Julien Reszka
Most risk frameworks begin too late. They ask what can go wrong before defining what wrong even means in the context they are analysing.
This is not a new observation. FMEA was standardized by the US military in 1949 and remains the dominant structured failure framework. It asks: what can fail, how severe, how likely. But it starts at the failure mode, not the doctrine upstream of it. That upstream layer, who has authority to define what the right belief even is for a given role, is a governance problem, not a data problem. Williams (2017, PMJ) found the same gap in practice: risk registers list risks in isolation and fail to capture causal chains. Recovery plans treat symptoms without touching the doctrine that produced them. Olivier and Schwella (2018) measured that organizations lose 49.6% of strategic potential in the gap between intent and execution, not because the strategy was wrong, but because no one named the drift.
That omission matters because a hospital, a court, a sales department, and an engineering workshop do not fail in the same content. But they do fail in the same structure. A false doctrine produces the wrong attribute in the deliverable, the wrong attribute generates risk, the risk causes consequences, and recovery has to be specified at both the risk and consequence layer.
In this register, every row uses the same anatomy:
- environment and role
- bad quality and good quality
- false doctrine and true doctrine
- actions and deliverable
- wrong attribute and right attribute
- active and passive countermeasures
- external and internal risks
- external and internal consequences
- recovery paths for each risk and consequence
The important column is `false_doctrine`. That is the alignment failure. In a doctor's office it may be charlatanism. In regulation it may be cronyism. In an engineering workshop it may be absurdism. The doctrine changes by sphere, but the structural path from misalignment to damage does not. The names themselves are imperfect and can be disputed. Take them as starting points for thinking, not as verdicts. The value is in the structure, not in whether charlatanism is the exact right word for a given failure mode.
That structural focus is also what makes this a generative framework rather than a descriptive one. A descriptive register catalogues the domains it has already seen; it is a lookup table. This structure is a grammar. Take a context that appears nowhere in the example dataset: a maritime port authority, a hospice care team, a satellite launch crew. The structure still applies: there is a role, a deliverable, an attribute that can drift, a doctrine behind the drift, countermeasures, consequences, and recovery paths. You do not retrieve those entries from the dataset; you derive them from the anatomy. The columns constrain what a valid entry looks like, and that constraint is what makes the output meaningful even for domains no one has catalogued yet.
That property has a direct implication for AI. A model fine-tuned on this structure would be unusually good at two questions that current systems handle poorly: what is the upstream cause of this failure, and what is the appropriate recovery given this consequence. Those are not retrieval questions. They require reasoning along the causal chain from doctrine to attribute to risk to consequence to recovery. The register makes that chain explicit in every row, which means the training signal is not just labelled examples but labelled reasoning paths. That is directly useful for AI systems that need to diagnose and correct their own behaviour, rather than merely pattern-match against past errors.

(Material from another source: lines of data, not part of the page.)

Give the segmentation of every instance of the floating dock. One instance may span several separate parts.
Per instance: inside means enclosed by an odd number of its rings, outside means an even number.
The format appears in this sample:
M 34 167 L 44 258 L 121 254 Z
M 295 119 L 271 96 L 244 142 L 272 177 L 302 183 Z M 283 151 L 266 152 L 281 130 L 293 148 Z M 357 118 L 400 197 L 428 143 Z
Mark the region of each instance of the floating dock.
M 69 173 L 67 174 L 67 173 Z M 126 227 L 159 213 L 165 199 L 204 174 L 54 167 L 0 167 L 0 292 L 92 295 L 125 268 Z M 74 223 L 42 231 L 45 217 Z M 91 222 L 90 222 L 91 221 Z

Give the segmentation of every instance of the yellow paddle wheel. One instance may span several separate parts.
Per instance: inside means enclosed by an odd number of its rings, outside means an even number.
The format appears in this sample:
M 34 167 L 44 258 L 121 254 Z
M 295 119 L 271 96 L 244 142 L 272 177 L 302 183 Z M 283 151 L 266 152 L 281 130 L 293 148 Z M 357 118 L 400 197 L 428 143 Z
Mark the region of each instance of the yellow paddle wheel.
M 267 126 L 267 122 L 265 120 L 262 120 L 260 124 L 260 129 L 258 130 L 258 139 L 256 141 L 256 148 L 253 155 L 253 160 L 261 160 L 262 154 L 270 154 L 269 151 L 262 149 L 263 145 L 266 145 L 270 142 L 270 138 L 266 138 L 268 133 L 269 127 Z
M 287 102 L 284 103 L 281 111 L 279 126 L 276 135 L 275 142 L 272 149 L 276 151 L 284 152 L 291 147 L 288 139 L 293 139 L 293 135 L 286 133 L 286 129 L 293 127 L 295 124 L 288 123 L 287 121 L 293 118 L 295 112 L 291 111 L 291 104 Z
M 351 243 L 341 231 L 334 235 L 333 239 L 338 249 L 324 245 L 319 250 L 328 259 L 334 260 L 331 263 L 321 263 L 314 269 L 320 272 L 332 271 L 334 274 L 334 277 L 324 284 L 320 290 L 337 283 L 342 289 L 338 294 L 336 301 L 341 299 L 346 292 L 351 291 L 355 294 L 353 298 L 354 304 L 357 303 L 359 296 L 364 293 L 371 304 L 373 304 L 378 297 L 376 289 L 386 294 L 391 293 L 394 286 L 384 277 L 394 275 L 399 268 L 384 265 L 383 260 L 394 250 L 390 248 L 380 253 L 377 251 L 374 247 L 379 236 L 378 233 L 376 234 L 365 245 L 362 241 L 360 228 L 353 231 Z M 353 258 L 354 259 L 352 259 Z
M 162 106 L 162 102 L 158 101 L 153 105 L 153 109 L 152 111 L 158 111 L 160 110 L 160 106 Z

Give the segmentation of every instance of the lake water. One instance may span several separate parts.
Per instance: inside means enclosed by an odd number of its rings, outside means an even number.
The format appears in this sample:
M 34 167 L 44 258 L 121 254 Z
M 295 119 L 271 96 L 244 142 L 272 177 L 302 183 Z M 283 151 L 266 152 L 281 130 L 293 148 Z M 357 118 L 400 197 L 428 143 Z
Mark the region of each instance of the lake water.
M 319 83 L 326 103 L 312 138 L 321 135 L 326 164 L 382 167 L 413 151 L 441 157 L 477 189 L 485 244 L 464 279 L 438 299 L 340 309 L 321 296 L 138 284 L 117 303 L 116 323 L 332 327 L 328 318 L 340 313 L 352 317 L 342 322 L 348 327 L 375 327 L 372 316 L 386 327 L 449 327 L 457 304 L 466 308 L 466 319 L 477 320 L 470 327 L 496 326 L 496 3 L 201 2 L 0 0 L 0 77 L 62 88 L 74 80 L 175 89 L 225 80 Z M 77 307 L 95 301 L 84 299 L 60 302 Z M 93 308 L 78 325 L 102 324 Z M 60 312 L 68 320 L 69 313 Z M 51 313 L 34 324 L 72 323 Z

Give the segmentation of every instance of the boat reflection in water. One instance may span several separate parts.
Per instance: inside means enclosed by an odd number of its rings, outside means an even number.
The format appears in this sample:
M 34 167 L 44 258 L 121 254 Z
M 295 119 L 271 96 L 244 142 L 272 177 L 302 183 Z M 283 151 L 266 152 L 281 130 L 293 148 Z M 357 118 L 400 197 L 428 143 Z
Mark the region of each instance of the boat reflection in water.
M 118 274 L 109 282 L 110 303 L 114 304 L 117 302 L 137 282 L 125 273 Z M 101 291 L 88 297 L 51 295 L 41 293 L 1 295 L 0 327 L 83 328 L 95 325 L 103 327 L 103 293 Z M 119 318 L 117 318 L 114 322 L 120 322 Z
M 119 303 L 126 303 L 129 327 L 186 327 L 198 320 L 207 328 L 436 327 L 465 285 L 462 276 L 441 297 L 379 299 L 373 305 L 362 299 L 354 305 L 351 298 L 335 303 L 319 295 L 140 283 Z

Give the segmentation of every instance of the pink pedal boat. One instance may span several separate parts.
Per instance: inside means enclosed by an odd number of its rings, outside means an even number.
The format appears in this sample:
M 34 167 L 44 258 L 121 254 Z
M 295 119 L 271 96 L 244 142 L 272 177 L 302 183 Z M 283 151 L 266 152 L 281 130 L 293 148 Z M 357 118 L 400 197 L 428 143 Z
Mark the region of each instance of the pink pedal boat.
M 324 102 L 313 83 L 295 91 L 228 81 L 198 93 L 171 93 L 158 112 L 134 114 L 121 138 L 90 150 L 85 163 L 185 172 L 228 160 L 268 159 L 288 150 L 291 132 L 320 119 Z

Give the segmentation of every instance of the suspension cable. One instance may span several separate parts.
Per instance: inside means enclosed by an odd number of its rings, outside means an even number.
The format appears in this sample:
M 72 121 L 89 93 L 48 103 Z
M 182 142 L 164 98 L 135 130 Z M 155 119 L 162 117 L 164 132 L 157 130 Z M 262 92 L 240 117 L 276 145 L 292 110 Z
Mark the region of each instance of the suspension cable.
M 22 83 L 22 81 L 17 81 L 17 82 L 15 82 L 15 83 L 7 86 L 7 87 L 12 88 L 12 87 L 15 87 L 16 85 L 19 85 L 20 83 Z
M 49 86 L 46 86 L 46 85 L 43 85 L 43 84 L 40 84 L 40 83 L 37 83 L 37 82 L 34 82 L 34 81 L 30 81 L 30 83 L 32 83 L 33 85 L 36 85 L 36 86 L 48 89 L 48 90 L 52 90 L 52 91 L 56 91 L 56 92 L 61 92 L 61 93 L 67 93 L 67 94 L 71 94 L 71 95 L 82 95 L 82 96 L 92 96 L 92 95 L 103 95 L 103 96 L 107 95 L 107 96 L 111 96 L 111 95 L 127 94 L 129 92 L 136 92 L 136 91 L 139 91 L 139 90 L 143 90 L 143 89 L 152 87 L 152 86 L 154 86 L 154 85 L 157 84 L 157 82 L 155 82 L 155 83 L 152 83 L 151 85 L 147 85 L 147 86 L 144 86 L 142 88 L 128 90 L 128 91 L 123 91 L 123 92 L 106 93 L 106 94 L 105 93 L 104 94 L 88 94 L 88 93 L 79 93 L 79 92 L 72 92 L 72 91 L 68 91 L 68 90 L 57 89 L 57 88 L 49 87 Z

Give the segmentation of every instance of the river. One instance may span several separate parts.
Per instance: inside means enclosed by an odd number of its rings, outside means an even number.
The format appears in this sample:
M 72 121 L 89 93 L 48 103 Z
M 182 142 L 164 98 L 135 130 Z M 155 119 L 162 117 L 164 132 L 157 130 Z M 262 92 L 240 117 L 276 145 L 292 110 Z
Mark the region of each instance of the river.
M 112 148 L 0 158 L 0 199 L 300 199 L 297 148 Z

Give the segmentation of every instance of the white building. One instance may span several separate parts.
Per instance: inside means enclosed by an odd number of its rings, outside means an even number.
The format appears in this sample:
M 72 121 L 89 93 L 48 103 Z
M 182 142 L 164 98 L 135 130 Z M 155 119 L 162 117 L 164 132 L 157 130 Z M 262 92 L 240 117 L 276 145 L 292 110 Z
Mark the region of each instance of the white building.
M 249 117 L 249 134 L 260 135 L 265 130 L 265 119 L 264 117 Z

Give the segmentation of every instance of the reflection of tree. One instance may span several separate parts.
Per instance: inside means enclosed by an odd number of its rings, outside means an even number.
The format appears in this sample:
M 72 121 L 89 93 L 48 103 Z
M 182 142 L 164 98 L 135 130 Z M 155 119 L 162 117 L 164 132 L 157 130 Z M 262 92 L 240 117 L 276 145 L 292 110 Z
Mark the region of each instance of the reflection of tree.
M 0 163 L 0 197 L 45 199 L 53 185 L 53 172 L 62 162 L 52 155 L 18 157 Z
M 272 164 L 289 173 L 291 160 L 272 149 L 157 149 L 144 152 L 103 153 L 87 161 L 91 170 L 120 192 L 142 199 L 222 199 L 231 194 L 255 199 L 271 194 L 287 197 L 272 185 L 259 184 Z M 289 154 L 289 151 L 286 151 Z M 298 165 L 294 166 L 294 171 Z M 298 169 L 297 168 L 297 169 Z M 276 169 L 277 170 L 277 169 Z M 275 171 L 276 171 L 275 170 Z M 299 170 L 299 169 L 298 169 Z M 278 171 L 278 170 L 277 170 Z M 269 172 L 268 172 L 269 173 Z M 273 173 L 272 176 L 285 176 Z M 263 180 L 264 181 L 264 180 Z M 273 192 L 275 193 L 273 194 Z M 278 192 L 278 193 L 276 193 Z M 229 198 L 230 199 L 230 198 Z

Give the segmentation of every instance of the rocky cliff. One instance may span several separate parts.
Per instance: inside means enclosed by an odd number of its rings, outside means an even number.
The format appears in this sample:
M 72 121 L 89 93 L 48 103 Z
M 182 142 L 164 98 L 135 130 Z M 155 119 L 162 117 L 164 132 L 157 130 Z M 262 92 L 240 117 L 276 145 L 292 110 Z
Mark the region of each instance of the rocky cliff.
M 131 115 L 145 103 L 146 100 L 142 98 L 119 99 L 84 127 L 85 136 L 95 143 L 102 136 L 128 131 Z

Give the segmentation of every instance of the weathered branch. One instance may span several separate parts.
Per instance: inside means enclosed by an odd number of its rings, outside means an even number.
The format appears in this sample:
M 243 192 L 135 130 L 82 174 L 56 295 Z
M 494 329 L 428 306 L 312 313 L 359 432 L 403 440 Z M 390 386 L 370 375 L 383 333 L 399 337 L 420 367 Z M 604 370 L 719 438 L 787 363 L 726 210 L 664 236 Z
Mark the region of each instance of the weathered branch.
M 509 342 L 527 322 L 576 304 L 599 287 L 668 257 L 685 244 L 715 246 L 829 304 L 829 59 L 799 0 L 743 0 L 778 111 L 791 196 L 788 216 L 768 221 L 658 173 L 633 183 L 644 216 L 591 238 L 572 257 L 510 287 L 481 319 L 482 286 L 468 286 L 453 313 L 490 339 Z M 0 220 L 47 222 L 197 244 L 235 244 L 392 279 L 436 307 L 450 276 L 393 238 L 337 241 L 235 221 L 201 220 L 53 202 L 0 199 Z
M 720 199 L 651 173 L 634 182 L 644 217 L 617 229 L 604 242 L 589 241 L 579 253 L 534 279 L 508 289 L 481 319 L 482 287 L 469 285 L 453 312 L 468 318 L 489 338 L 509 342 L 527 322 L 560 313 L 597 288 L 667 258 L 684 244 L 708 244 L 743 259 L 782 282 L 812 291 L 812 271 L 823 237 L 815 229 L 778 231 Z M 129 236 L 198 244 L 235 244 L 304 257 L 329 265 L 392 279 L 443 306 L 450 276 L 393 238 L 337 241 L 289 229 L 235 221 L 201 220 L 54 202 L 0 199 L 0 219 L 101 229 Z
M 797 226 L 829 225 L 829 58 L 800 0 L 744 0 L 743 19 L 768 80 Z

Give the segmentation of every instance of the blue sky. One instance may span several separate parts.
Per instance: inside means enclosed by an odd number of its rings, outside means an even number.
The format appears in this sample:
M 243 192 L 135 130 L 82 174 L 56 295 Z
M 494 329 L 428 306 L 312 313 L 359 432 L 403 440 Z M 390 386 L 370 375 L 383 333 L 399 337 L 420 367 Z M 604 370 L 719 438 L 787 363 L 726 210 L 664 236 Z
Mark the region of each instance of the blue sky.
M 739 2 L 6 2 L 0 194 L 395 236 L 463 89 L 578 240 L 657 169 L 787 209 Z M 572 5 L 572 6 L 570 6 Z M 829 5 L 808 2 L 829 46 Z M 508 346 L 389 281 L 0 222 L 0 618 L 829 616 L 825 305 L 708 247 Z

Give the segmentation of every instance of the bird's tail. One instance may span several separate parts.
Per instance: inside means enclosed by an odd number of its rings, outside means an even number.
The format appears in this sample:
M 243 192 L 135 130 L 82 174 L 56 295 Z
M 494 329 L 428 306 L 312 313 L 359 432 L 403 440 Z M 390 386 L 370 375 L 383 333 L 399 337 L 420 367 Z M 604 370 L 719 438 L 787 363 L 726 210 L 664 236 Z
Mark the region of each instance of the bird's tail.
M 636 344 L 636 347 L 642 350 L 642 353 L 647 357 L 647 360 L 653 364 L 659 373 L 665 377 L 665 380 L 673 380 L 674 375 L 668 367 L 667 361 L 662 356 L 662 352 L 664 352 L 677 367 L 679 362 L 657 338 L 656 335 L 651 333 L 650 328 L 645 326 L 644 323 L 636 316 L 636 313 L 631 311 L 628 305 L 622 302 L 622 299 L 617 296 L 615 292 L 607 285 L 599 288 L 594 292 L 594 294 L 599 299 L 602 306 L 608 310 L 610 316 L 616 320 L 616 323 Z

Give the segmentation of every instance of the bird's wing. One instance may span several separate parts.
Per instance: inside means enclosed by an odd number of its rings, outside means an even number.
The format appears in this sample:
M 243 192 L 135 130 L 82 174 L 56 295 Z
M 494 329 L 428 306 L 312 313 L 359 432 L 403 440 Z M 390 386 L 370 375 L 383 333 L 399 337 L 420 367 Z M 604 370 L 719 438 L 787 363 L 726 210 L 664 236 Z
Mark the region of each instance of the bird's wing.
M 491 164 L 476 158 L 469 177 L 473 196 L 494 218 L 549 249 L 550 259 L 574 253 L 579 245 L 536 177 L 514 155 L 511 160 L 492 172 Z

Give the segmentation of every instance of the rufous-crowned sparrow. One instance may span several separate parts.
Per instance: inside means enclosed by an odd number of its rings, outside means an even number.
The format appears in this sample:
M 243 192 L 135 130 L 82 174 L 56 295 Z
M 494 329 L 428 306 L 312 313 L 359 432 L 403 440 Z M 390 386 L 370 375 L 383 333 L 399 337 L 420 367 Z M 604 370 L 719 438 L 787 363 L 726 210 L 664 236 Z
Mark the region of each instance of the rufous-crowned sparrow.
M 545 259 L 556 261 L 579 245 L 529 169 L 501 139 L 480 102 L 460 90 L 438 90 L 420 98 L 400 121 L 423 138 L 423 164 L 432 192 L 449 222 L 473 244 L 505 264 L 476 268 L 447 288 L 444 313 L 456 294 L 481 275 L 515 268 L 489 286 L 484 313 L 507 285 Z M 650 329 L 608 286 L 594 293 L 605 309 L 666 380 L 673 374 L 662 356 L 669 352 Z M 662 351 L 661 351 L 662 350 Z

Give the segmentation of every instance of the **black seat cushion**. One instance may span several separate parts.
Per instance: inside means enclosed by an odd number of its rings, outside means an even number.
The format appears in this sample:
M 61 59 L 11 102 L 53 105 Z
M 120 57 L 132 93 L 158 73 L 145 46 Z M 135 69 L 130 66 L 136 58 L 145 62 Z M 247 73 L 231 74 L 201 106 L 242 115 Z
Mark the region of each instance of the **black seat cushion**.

The useful move is to instrument the gap between the wrong and right attribute for each deliverable you care about. Once that gap is explicit, the countermeasures, risks, and recovery plans stop being abstract policy language and become design decisions.
The example dataset linked here was handcrafted over two years to see how far the framework could go. Thirty spheres, five roles each, every column filled. The answer is: pretty far. The structure held across domains that share nothing in surface content (from military logistics to spiritual communities to corporate legal) because the anatomy underneath them is the same.
If you want to use this approach, start with one context you actually own:
- Name the role.
- Name the deliverable.
- Define the wrong and right attribute.
- Write the false doctrine that causes the wrong one.
- Add one active and one passive countermeasure.
- Write the recovery path before the failure happens.
If you cannot name the false doctrine in your domain, you do not yet know what alignment failure looks like there.
Discussion
I like the structure but I am skeptical that you can pin down a false doctrine for every domain. In engineering, sure. But in something like sales or marketing the failure modes feel more situational than doctrinal. Is charlatanism really the right frame for a salesperson who oversells?
The names are deliberately imperfect - they are a starting point, not a verdict. For sales the false doctrine might be closer to sophism: the belief that persuasion is the goal rather than fit. The exact word matters less than the practice of naming it. Once you write down the doctrine your domain runs on, you can see when it drifts. That is the point of the column.
Do you have a filled-out version of this register somewhere? The anatomy makes sense in theory but I would like to see what it actually looks like applied to a real domain.
Yes. I put together an example covering 30 spheres, from hospitals to engineering workshops to financial advisors: register-example.csv. Each row is a full anatomy from sphere and role through to recovery paths.